Thursday, December 04, 2008

Queen's Speech and the "biggest shake up"

"In Britain", Gordon Brown said yesterday, there could never be "one rule for some and another rule for others". So watch out, you scroungers.

Amidst the medieval style pomp and pageantry that accompanied the Queen's Speech, it was ironic that the word modernising was the order of the day. They all want to modernise. All those hardworkers, Brown, James Purnell and even a Lord, Mr Mandelson. "In Britain", Gordon Brown said yesterday, there could never be "one rule for some and another rule for others". Good, isn't it?

But Brown wasn't talking about the country's feudal structures. He wasn't on about Prince Charles and his untaxed £16 million income from the Duchy of Cornwall. Nor was the Prime Minister referring to Britain's annual £25bn lost from tax avoidance (according to the Observer, the sum would be "enough money to increase old-age pensions by 20 per cent"). How about Britain hosting 35 tax havens out of a world total of 70? And would the Prime Minister do whatever it takes to stop billionaires like Mohammed al-Fayed "negotiating the amount of tax he paid with the Inland Revenue"?

No. Not a word about all that. Gordon Brown's modernising means yet another "biggest shake-up" in the benefit system. It means picking on the easiest targets. Those that the tabloids pour shit over day in day out. Those that don't bring party donations or political clout. Those that make you look tough-and-no-bullshit. Watch out disabled, benefit cheats, single mums who keep getting up the duff and incapacity fraudsters. "Everyone has an obligation to work". No matter how crap, underpaid, insecure, alienating. Just get back to work. And they always dress it up as if the current system was a load of money thrown at you, no questions asked. They don't tell you that signing on is already mean-tested, monitored, subject to a list of conditions, restrictions and exceptions, interviews, restart interviews, sanctions and Decision Makers.

Well, at least you can't accuse the Government of incoherence. This country may suffer from chronic goldfish memory, but this has been New Labour's relentless drive since its inception. Take a look at this BBC budget report from ten years ago. Scroll down a couple of paragraphs. It's as if we never moved on. The language, the priorities, the soundbites. We're still stuck in 1998.

You'll find the deeply ironic: "The Queen told parliament: 'My government has made clear its determination to modernise the welfare state upon clear principles of work, security, fairness and value for money'". And more, "The measure is intended to help disabled people identify what they can do, as well as what they cannot do[...]". The word modernise pops up again: "Incapacity benefit will also be modernised".

Fast forward to 2005 and "The Government will announce the biggest shake-up to benefits for the sick and disabled for 60 years today by removing the financial incentive for people to remain on incapacity benefit".

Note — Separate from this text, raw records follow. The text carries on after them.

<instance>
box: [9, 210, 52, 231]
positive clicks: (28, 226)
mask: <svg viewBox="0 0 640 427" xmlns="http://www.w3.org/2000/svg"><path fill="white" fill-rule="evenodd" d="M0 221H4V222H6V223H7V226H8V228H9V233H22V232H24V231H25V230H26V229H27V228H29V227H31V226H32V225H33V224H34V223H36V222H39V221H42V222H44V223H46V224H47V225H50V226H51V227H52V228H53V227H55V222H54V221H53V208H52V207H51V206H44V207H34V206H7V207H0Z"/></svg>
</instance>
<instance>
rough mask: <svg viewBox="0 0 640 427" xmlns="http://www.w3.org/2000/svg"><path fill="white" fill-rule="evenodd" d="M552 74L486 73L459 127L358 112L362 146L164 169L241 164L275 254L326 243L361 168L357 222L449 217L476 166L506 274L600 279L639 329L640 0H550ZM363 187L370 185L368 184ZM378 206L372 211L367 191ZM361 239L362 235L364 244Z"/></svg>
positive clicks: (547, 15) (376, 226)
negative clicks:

Which tells you one thing. Either a) this Government is completely inept and whichever "biggest shake-up" they still fail to achieve anything. Or b) there is nothing to be achieved, and no difference to be made, as Britain's problems and galloping unemployment have absolutely nothing to do with people claiming £59.15 a week.

4 comments:

Anonymous said...

The best article I've read on the subject. I thought I was the only idiot thinking that each couple of years New Labour annoucne a new "big shake-up". They shake it so much it's gonna turn into an earthquake. And hopefully it will for them at he next elections....

Linda said...

If you have kids you should be prepared to support them. You can't expect other people to work to pay you to bring up your kids.

Personally I'm fed up of seeing young lads hanging around our town centre during the day in designer sports clothes with mobile phones clamped to their ears.

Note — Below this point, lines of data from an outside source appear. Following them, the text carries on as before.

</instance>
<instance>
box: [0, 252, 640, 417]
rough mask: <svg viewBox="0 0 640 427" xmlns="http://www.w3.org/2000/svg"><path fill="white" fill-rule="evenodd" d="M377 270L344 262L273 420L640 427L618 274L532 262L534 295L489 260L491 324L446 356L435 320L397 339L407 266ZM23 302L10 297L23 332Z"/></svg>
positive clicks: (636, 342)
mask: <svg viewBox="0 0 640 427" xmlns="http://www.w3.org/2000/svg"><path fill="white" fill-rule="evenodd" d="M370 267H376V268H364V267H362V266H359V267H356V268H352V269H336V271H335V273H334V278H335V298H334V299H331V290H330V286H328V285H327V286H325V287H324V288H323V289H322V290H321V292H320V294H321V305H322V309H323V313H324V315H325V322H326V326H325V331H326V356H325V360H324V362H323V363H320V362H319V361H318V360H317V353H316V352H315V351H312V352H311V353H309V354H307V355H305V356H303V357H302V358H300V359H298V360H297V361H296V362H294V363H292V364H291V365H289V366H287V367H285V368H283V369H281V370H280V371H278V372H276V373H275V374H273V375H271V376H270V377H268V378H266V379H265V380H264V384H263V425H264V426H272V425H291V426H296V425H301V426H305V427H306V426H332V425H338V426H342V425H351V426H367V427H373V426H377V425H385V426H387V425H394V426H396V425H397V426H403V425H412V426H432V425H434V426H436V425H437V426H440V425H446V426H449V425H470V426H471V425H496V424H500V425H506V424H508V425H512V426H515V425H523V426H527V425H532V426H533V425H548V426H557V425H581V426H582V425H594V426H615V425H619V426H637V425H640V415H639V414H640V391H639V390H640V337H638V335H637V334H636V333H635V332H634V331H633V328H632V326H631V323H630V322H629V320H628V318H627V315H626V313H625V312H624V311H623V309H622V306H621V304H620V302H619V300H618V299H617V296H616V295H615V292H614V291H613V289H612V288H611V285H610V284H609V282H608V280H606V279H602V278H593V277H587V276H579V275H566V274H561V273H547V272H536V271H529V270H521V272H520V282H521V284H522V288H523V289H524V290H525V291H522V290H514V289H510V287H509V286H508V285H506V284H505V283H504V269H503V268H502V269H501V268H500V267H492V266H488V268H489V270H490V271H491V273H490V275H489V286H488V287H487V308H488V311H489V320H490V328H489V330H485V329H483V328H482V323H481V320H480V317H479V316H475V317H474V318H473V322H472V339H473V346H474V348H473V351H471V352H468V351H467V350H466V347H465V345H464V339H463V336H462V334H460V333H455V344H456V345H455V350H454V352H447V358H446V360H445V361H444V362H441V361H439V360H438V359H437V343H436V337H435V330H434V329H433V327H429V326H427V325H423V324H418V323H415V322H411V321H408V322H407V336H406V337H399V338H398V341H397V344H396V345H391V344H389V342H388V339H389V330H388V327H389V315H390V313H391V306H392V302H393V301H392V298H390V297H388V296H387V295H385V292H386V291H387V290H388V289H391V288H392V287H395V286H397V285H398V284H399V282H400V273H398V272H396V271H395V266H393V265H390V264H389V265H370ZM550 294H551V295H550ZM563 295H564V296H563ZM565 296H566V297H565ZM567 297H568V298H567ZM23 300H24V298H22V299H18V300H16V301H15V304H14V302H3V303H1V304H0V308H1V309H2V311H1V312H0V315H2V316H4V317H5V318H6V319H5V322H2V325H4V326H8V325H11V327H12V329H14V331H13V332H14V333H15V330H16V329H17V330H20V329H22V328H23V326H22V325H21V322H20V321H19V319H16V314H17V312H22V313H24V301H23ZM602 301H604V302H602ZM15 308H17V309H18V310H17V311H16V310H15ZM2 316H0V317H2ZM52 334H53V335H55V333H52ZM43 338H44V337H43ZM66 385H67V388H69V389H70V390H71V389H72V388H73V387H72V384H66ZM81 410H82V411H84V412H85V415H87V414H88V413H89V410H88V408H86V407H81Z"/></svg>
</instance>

They should be working. A low paid job is better than no job. Once you have one job it is easier to get another.

When my kids were small I worked two part time jobs fitted around my husband's work hours so he could look after them.

It's much too easy these days to hold your hand out rather than getting off your backside and working!

Anonymous said...

Darwen Reporter,

"When my kids were small I worked two part time jobs fitted around my husband's work hours so he could look after them."

But some people haven't got a husband "to fit" part time jobs around.

That said, it's true that quite a few people get pregnant, how can I put it, light-heartedly. And here I am waiting for my financial circumstances to be right before I drop a sprog. But like it or not, there are millions of different situations.

Linda said...

Anita the point I'm trying to make is if you have children "you" should be responsible for supporting them.

Anyone can make a mistake and get pregnant and not be in a good position to support their child.
But it's when they carry on having child after child with different fathers and expect the tax payer to pick up the bill that they are really taking the ****

Yes, I had somone to help look after my children while I worked but I could have sat at home and claimed it was impossible with two young children. (I first went back to work p/time when my daughter was just six weeks old!)

Working sets an example for children. There are some families where several generations haven't worked as they have no role model.